Door Arne van Mourik

Af en toe wordt me de vraag gesteld hoe het kan dat een problemist (meestal
op de man af: ik) het toch telkens weer voor elkaar krijgt nieuwe problemen te
componeren. Mijn antwoord is dan het ontstellend nuchtere ‘ach, er is
gewoon ontzaglijk veel te ontdekken op het dambord, je moet er alleen een
beetje handigheid in krijgen om een idee uit te werken tot een volwaardig
probleem, kwestie van techniek en geduld’.
Met het woord “ontzaglijk” laat ik dan ook mijn persoonlijke waardering voor
ons spel doorklinken. Het damspel bestaat al een eeuwtje of vijf (en als je de
voorlopers meetelt al bijna tweeduizend jaar) maar tot in de verre 19 e eeuw is
er mondjesmaat gecomponeerd. Of misschien deed men het wel méér maar
konden de resultaten moeilijk worden vastgelegd. Hoe meer ik echter te weten
kom van de periode ná 1900 hoe meer ik versteld sta van de ontzagwekkende
hoeveelheid problemen die héél veel dammers samen hebben vastgelegd,
zowel in Nederland als daarbuiten (vergeet de enorme hoeveelheid checkers-
problemen niet).
Toen ik in 1997 begon met het publiceren van problemen op de Nijmeegse
toernooibulletins (Frans Kalsbeek: “Mooi idee!”) wist ik dat allemaal nog niet.
Ik vond en vind het leuk om niet alleen samen met een opponent creatief bezig
te zijn op het dambord, maar ook solo. Met die publicaties in Nijmegen hoopte
ik dat enthousiasme over te brengen op andere partijspelers. Maar helaas, de
partijspeler anno 2019 is doorgaans een andere dan die van 1919 of 1969. Het
aantal partijdammers dat nu componeert is bedroevend laag. Geen idee hoe
dat kan, want zoals gezegd: er is nog altijd ontzaglijk veel te ontdekken. Zelfs
hele simpele standjes zoals probleem nummer 1 van dit jaar.
‘Geen idee’ is niet helemaal juist, ik heb wel een idee: ons land en andere
landen (vooral in de Russische, de Anglicaanse of de Franse sfeer) hadden veel
damrubrieken en daarin werden veel damproblemen ter oplossing
aangeboden. Als je oplosser bent is de kans aanwezig dat je het dan zelf ook
eens gaat proberen, dat je zelf ook iets moois op je naam wilt hebben.
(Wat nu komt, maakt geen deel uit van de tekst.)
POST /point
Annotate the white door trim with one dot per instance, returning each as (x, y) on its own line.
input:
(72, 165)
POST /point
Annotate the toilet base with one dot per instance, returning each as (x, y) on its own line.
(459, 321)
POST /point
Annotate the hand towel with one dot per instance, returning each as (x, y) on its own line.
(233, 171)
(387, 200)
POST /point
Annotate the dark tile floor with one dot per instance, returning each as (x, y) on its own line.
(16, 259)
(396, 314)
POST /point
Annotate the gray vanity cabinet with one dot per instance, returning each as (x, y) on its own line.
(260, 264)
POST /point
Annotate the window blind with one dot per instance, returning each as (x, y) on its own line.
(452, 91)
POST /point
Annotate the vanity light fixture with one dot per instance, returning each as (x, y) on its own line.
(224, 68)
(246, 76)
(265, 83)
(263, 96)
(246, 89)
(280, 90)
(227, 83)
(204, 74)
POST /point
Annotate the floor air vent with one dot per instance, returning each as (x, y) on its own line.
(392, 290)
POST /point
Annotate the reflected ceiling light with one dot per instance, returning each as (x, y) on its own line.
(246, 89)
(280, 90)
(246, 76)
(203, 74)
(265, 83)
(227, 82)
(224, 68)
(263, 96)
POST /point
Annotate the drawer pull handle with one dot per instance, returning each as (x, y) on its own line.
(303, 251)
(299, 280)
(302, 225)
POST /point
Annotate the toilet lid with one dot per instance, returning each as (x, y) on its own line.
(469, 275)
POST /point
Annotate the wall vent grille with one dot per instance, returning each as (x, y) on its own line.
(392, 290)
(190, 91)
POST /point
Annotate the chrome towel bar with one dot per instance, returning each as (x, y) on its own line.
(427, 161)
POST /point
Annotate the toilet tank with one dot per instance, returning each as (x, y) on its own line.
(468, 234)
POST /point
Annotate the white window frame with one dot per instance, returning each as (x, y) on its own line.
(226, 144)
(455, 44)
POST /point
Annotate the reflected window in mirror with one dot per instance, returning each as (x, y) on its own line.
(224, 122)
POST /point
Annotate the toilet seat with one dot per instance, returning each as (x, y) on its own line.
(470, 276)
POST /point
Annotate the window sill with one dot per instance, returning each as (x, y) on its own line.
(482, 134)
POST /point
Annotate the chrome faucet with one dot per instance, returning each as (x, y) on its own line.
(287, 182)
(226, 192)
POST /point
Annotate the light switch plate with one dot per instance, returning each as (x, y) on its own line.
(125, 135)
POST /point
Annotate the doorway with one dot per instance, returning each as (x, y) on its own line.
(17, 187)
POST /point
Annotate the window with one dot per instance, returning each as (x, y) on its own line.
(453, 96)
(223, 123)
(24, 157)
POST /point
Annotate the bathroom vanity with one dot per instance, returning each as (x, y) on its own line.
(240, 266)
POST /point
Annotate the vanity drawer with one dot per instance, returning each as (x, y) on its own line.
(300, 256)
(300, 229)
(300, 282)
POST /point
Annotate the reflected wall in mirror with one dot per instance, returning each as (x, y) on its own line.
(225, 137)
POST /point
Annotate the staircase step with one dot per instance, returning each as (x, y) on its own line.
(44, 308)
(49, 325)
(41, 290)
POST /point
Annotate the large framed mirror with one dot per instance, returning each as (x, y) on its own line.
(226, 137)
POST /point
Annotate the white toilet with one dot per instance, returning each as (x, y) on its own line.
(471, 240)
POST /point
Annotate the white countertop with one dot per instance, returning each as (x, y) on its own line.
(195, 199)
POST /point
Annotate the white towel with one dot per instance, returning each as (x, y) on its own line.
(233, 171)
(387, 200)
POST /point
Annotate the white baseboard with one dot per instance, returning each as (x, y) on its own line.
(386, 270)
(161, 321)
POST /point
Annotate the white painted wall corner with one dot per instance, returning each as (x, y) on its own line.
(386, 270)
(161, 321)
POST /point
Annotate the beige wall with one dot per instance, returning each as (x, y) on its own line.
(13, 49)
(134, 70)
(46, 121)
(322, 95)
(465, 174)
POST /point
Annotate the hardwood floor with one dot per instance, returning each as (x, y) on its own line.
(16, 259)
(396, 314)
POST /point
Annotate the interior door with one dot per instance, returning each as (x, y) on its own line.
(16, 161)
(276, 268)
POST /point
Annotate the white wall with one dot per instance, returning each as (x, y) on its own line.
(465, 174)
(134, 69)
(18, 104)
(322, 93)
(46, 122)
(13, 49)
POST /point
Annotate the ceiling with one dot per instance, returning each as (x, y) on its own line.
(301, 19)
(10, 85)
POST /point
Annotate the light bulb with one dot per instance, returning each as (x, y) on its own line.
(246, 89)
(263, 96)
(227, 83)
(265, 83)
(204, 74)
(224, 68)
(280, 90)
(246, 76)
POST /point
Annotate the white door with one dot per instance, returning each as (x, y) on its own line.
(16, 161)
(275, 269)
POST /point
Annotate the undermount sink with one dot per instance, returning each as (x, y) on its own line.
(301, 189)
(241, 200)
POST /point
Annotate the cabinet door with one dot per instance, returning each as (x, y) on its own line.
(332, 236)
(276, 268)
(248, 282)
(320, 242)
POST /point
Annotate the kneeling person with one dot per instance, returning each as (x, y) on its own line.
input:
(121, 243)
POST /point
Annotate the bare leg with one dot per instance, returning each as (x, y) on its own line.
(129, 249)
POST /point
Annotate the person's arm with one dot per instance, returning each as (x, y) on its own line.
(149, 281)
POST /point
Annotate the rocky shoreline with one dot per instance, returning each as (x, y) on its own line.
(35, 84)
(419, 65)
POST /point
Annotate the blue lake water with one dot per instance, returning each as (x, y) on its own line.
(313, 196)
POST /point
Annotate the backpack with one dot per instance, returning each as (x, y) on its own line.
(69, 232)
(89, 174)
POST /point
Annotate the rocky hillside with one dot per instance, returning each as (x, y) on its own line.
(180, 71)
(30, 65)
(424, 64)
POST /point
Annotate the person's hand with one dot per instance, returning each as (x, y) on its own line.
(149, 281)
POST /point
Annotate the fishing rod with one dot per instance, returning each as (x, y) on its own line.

Van het
een komt het ander: de één komt in zijn hele leven tot tien publicaties, de
ander tot duizenden stukjes immateriële kunst, hopelijk met een keur van
topstukken die de tand des tijds (door herhaalde publicatie) zullen overleven.
De productieve producent neemt ook de stap naar publiceren in een
damtijdschrift, of tegenwoordig op een website; de actieve problemisten in De
Problemist componeren niet zelden al meer dan een halve eeuw. Een
uitstervend ras? Ik vrees van wel, maar hoop van niet. Dus kom op: laaf u aan
het heilige vuur!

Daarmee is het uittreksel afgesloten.